If we default to truth, then what do we do when truth shifts its shape?
When someone reveals a different layer?
When certainty steps back and ambiguity steps forward?
That is when we must speak to the stranger in the room.
And sometimes that stranger is us.
This is where new neural pathways form.
Where memory and imagination meet.
Where change stops being the villain
and becomes the guide.
Emerging From the Loop ➿
Perhaps that is why certain memories still hold power.
Not to haunt us, but to inform us.
Junior year. The girl with chocolate skin and a smile that lifted the air. The belief that love would hold. But time, identity, and migration reshaped the terrain. The heart learned new languages. The mind built new roads.
That was not failure.
That was neuroplasticity in motion.
Life saying there is more to you than this version.
Perhaps Truth Has Seasons 🍃
So what is truth?
Maybe truth is seasonal.
Maybe it evolves with us.
Maybe it becomes more accurate the more curious we become.
Perhaps the work is not to harden our assumptions,
but to soften our approach.
To train the mind to say,
I do not know yet, but I am willing to learn.
That is how new pathways form.
That is how strangers become familiar.
That is how we meet ourselves again,
with a little more patience than before.
A little more intentional.
Perhaps truth is not something we keep.
Perhaps it is something we practice, and practice makes us better.

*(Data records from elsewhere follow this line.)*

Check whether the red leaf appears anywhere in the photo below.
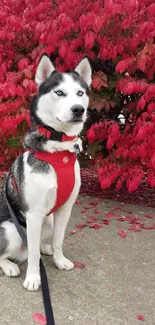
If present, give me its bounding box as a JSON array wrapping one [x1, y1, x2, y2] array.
[[18, 58, 30, 70], [89, 222, 102, 229], [136, 314, 145, 321], [70, 230, 76, 235], [106, 211, 119, 218], [93, 209, 101, 214], [88, 201, 98, 207], [81, 209, 87, 213], [75, 200, 81, 204], [22, 79, 29, 88], [91, 77, 101, 90], [33, 313, 46, 325], [73, 262, 85, 269], [116, 60, 126, 73], [90, 216, 98, 221], [76, 223, 87, 230], [118, 229, 127, 238], [103, 219, 110, 225], [85, 32, 96, 49]]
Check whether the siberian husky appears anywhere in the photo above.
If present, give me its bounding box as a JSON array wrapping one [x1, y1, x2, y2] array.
[[0, 54, 92, 291]]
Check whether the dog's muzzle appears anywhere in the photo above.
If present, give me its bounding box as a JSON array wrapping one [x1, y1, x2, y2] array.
[[71, 105, 85, 122]]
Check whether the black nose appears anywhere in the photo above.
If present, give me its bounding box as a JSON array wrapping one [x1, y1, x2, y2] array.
[[71, 105, 84, 117]]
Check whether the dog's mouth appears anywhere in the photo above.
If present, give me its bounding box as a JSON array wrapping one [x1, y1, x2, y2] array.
[[56, 117, 83, 123]]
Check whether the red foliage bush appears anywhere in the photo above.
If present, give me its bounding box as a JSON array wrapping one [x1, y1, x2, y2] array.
[[0, 0, 155, 192]]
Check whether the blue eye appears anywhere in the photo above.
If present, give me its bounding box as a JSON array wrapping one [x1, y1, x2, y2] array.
[[55, 90, 65, 96], [77, 90, 84, 97]]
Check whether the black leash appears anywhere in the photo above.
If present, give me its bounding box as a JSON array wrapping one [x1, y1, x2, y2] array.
[[4, 183, 55, 325]]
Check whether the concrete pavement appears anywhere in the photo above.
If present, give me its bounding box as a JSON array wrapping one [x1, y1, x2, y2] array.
[[0, 197, 155, 325]]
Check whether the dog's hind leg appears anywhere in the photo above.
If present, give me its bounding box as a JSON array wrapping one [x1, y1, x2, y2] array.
[[53, 204, 74, 271], [0, 221, 27, 277], [40, 213, 53, 256]]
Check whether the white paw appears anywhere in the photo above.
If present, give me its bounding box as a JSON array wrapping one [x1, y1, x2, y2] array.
[[23, 274, 41, 291], [40, 244, 53, 256], [0, 260, 20, 277], [53, 257, 74, 271]]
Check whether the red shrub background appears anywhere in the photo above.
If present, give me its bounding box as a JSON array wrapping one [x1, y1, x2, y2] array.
[[0, 0, 155, 192]]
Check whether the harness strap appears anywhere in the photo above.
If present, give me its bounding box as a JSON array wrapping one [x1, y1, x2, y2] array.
[[4, 181, 55, 325]]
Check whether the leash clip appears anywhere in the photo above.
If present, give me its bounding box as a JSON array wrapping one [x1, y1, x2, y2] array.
[[74, 143, 80, 156]]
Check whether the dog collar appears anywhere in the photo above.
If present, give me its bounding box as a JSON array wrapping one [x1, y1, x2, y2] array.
[[37, 126, 77, 142]]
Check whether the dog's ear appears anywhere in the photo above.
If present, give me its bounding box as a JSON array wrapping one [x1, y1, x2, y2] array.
[[75, 56, 92, 86], [35, 53, 55, 86]]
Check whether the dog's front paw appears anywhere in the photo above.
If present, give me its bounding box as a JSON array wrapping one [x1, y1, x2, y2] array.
[[0, 259, 20, 277], [53, 257, 74, 271], [40, 244, 53, 256], [23, 274, 41, 291]]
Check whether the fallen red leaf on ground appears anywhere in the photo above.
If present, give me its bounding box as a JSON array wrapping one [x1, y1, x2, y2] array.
[[89, 216, 98, 221], [128, 226, 142, 232], [70, 230, 76, 235], [81, 209, 87, 213], [105, 211, 120, 218], [143, 225, 155, 230], [144, 214, 154, 219], [118, 229, 127, 238], [137, 314, 145, 321], [93, 210, 101, 214], [75, 200, 81, 204], [89, 222, 103, 229], [88, 201, 98, 207], [117, 217, 126, 222], [33, 313, 46, 325], [76, 223, 88, 230], [102, 219, 111, 225], [73, 262, 85, 269]]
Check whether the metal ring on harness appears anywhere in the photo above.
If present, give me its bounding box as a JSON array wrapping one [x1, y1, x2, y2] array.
[[3, 181, 55, 325]]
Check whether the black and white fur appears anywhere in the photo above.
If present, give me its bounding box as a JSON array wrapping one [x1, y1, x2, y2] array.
[[0, 55, 91, 291]]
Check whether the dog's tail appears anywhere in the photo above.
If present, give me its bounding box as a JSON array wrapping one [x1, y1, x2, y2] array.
[[0, 191, 11, 223]]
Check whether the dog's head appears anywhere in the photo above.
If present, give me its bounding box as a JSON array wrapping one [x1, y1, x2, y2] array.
[[35, 54, 92, 135]]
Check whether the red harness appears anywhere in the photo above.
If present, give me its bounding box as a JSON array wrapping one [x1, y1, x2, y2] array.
[[34, 151, 76, 216], [34, 126, 77, 216], [12, 126, 77, 216]]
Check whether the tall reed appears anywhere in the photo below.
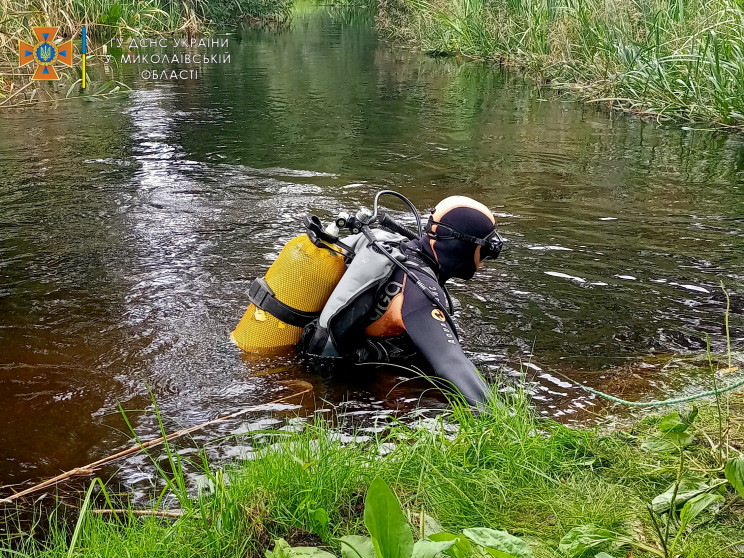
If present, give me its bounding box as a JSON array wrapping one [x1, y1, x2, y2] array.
[[377, 0, 744, 127]]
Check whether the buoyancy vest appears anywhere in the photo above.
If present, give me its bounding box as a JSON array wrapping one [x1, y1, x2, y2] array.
[[299, 229, 435, 358]]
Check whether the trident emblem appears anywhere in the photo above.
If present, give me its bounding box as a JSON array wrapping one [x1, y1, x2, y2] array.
[[18, 27, 72, 80]]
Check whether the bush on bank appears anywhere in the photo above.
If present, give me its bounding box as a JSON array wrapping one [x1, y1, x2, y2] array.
[[7, 394, 744, 558], [377, 0, 744, 128]]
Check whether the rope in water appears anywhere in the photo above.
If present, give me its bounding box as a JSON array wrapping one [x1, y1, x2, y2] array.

A Continued Call to Action 📞
As we continue to explore change and its evolving nature, we must also remember the people and places that have shaped us. Change is never abstract. It is carried in names, neighborhoods, families, and memories. It is carried in land and water.
Jamaica still needs us. She is still calling, and we must continue to answer.
Hurricane Melissa did not only devastate the southern coast. It changed lives. It tested will. In its wake, grief arrived, but so did courage. And courage must be met with care.
So, if you can give, give.
If all you can do is share, share widely.
And if neither is possible, hold a thought, whisper a prayer,
or offer a moment of grace for those who lost everything
and still find a way to rise.
Rebuilding a nation is a collective act of love.